Carnet d'Ukraine : La guerre, c'est quoi ?
Nataliia Pylypenko, réfugiée ukrainienne, a trouvé l'asile à Paris avec ses deux petits enfants grâce à une très généreuse famille française. Depuis leur arrivée en France, le 15 mars 2022, Nataliia, professeur de langues étrangères, écrit tous les jours sur les évènements tragiques qui se déroulent dans son pays où son mari est resté.
Chacun de nous voit dans ce mot des notions différentes selon son vécu, sa place, sa présence ou non dans une guerre. Bien sûr je ne vais pas vous ouvrir les yeux en disant que la guerre c'est horrible, c'est la mort, les cris, la rivière du sang, les orphelins, les handicapés, les invalides physiques et psychologiques, mais ce sont des destins cassés.
Les destins cassés pas seulement parmi les militaires mais aussi parmi les civils qui restent en état de peur. De peur pour leurs enfants, leurs proches qui sont sur le front.
De peur provoquée par un système d'alerte sur son téléphone portable, les sirènes suivies de la compréhension qu'on a moins de 10 minutes pour fuir avec la peur, la panique qui te bloque et tu restes stupéfait, sans espoir, avec le froid profond à l’intérieur, avec les bruits énormes des bombardements, des explosions.

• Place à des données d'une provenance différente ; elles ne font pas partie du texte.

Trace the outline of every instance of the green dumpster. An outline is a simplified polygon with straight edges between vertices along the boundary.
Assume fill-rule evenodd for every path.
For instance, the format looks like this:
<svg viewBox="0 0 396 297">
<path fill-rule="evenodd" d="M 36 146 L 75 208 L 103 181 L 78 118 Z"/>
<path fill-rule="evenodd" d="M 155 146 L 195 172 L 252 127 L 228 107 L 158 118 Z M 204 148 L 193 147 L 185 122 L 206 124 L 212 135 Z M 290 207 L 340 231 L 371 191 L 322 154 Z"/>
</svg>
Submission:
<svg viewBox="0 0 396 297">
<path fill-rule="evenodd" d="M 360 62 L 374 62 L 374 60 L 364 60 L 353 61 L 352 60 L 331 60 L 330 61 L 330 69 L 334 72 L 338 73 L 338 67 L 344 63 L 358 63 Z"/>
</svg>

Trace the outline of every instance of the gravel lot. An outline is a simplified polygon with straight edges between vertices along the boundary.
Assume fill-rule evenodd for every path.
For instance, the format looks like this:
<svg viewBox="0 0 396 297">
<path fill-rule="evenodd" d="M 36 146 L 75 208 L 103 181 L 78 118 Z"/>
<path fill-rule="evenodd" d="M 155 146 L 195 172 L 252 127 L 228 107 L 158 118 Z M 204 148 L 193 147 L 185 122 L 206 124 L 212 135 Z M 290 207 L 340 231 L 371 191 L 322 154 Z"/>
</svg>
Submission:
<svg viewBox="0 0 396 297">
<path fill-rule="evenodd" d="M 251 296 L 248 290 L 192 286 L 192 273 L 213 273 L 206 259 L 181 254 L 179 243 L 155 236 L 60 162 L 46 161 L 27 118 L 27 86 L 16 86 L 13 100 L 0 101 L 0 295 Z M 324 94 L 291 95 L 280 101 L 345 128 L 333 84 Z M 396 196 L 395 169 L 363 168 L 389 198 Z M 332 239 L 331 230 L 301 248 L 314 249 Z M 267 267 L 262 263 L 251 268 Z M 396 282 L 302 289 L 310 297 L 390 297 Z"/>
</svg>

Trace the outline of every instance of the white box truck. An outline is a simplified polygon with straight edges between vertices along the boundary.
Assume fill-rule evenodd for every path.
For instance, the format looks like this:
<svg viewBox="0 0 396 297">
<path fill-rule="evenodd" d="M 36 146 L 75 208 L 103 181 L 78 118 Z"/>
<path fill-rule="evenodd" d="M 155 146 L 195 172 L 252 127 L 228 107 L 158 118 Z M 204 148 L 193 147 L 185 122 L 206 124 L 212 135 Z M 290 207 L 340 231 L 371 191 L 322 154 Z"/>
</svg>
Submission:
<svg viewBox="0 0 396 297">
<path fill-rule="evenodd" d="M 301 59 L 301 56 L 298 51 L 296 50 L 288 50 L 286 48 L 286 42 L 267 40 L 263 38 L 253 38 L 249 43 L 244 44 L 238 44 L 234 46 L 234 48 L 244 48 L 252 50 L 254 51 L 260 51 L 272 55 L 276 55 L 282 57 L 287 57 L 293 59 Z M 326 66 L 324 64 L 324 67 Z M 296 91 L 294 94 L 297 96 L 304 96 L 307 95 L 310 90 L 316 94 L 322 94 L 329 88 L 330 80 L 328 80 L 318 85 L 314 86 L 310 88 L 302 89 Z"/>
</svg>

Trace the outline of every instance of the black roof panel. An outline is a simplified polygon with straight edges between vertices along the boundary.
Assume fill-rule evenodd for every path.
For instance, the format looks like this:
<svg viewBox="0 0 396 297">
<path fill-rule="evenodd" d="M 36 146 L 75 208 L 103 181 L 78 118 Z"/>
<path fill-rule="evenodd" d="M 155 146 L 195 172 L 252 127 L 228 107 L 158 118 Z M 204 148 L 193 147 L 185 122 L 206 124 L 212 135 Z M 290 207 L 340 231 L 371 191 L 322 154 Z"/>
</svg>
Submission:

La peur également de ceux qui sont forcément devenus réfugiés à l'étranger dont la vie est complètement bouleversée. Quand son âme est déchirée, on ne peut pas faire des projets et construire une nouvelle vit, on vit au jour le jour !
… Mais il me manque de mots pour décrire toute cette horreur, que nous avons sur le front, dans chaque ville ou village occupé, et même là où il nous semble que la vie continue et que les Forces Anti-Aériennes nous protègent. Oui ces forces nous protègent et les Ukrainiens les prient chaque matin et chaque nuit quand il y a des attaques nocturnes, mais des débris tombent, provoquant des tonnes de ruines, de blessés et de douleur.
C'est ça la guerre. D'une coté l'impuissance et l'acceptation de l'inévitable, et de l'autre la lutte, la résistance, le travail de gens simples dans différents domaines pour aider les garçons sur le premier front - la maintenance, l`intelligence, l`esprit de la nation. Tout cela crée l'unité du peuple avec le même objectif : le futur de nos enfants sans russes.
Tout ça - ce sont nos gens, nos Ukrainiens ordinaires.
Vous savez, voir ce que les Russes ont fait et font en photos ou en vidéo, c'est tout à fait différent si on voit tout ça en réalité, aux endroits des bombardements, aux endroits où il y a des tirs ou des missiles qui laissent des énormes trous dans le sol et dans le cœur pour toujours.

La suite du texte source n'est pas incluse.